Case in point: TrueNAS SCALE. A NAS appliance that runs on Linux (Debian) in which everything is ZFS-based, even the boot-pool.

What about OpenZFS? It is independent from Oracle?
Is it worse than Oracle ZFS?

OpenZFS merges the efforts of ZFS on Linux (ZoL), among others, and is the codebase used in modern Linux distros and TrueNAS SCALE.

The same issues with CDDL vs GPL apply.


“Oracle” ZFS is a misnomer, and a dead weight. Oracle acquires. They do not innovate nor improve.

it seems the Ubuntu guys have resolved the legal issues. I have been running my server on ZFS for several years, was on DKMS initially but it changed to in kernel a while ago.

You sure it’s in-kernel? On Manjaro / Arch, you can use the DKMS version or the prebuilt module (that has to be built against each kernel update by the package maintainers.)

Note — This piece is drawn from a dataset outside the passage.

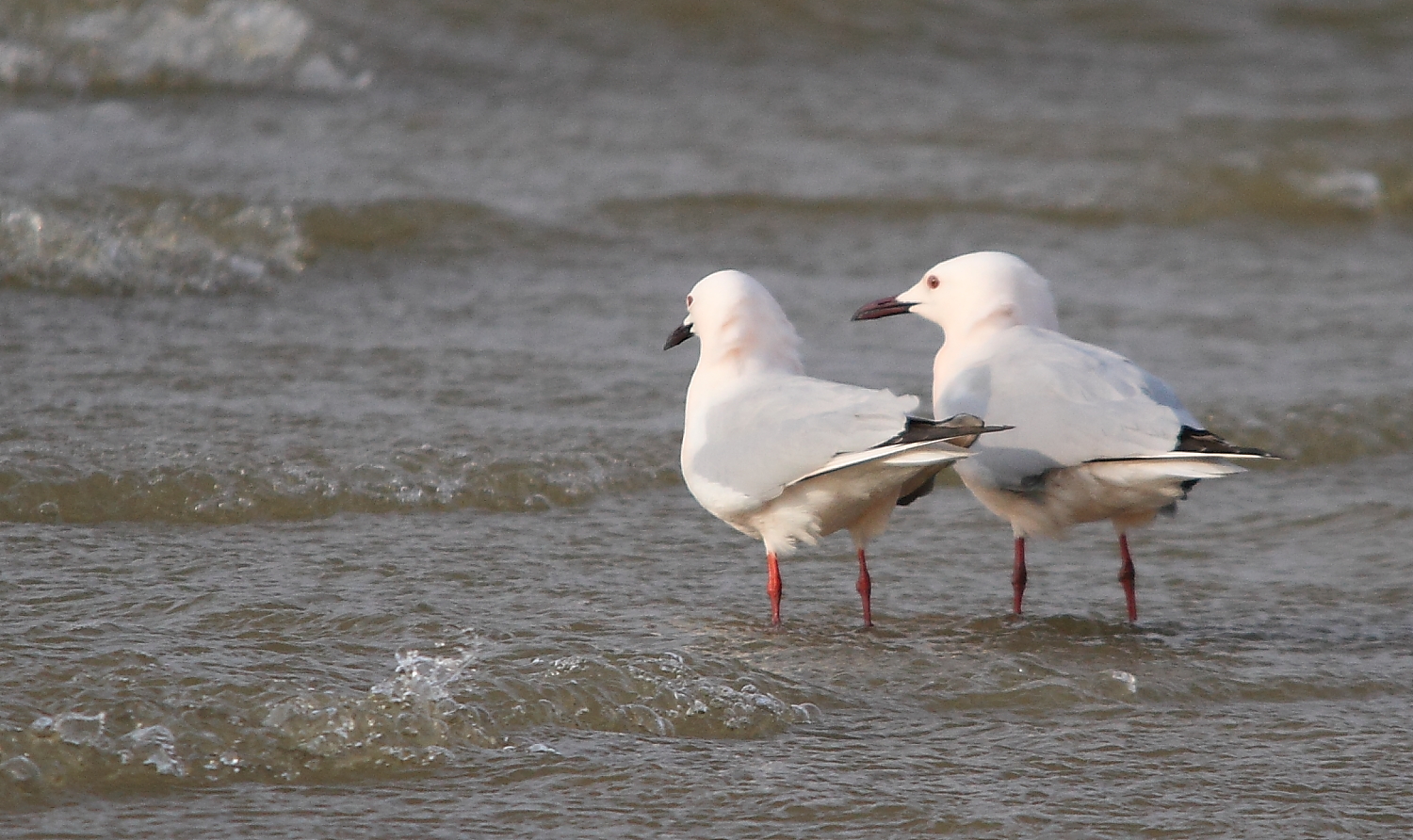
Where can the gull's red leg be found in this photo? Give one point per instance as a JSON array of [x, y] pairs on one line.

This means you needn’t build it every time, but it’s still not part of the kernel. The same is true with the proprietary nvidia drivers, for example.

it is a “a native kernel module.” according to ZFS - Ubuntu Wiki
I’ll have to double check any signs of DKMS during my next update
in any case, I have never had any issues during updates. root is not on ZFS though.

Nope, it is still a DKMS: https://packages.ubuntu.com/source/focal/zfs-linux

Yes a DKMS is “a native kernel module.”, but the legal issue is that it cannot be included as module inside the kernel, so you have to optionally add it with a DKMS.

Thanks for clarifying @megavolt

Thank you, haven’t ran the installer anytime soon so I can’t remember the options so I am assuming you are correct and I’ll just pick BTRFS when I setup one of my spare laptops Soon™. Didn’t know about grub-btrfs, that’s very handy and I’ll use it from now on.